Rode’s new i-XLR ($149) is a small, compact XLR-to-Lightning adapter that, when combined with Rode’s Reporter app for iOS devices, turns an iPhone into a remotely switchable recorder. The i-XLR bypasses the internal analog to digital converter in the iPhone with its own, higher-quality unit.

The i-XLR plugs into any dynamic or self-powerd microphone. A single button on the i-XLR allows the user to remotely control the recording with a single push of a button. LEDs allow the user to monitor the recording functions without looking at the screen of the iPhone. Headphone monitoring can be accomplished from the i-XLR. It has a volume control knob that allows variable headphone level.

Though the i-XLR was clearly designed for reporting and video recording applications, its uses can go further. For example, it can be plugged into a wireless receiver to record audio from wireless microphones or it can be used to record the output of audio mixing consoles. It can totally integrate an iPhone into a professional audio chain.

The i-XLR is not limited to the Rode Reporter app. It can also be used with any other audio or video application to route XLR audio for the chosen task. The only downside is the use of an alternative application abandons the remote control functionality and control features.

The main limitation of the i-XLR is its lack of phantom power. It works fine with dynamic or self-powered microphones, but there is no way to supply voltage to a microphone from the device. The Lightning connector supplies power to the i-XLR for its A-to-D converter and headphone amplifier.

Inside the app, a -20dB pad switch can cut the gain of a microphone that is too hot.

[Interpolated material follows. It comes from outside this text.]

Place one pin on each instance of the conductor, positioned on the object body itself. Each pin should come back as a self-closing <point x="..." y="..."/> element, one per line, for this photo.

There’s also a high pass filter and a switch to prevent auto lock of the device. The app records a 24 bit, 96kHz WAVE file, but can also be switched to record a 16-bit, 48kHz WAVE file or compressed AAC or MP3 files, with variable bit rates.

A library allows the renaming and playback of recorded files, which can also be archived or sent to the iCloud, Dropbox, Box or to others via email apps.

Rode’s i-XLR is another accessory that moves iPhones into the professional broadcast and recording arena. It is a solid contender for news reporters recording interviews or videographers who want to connect an iPhone into a professional audio recording environment for shooting video.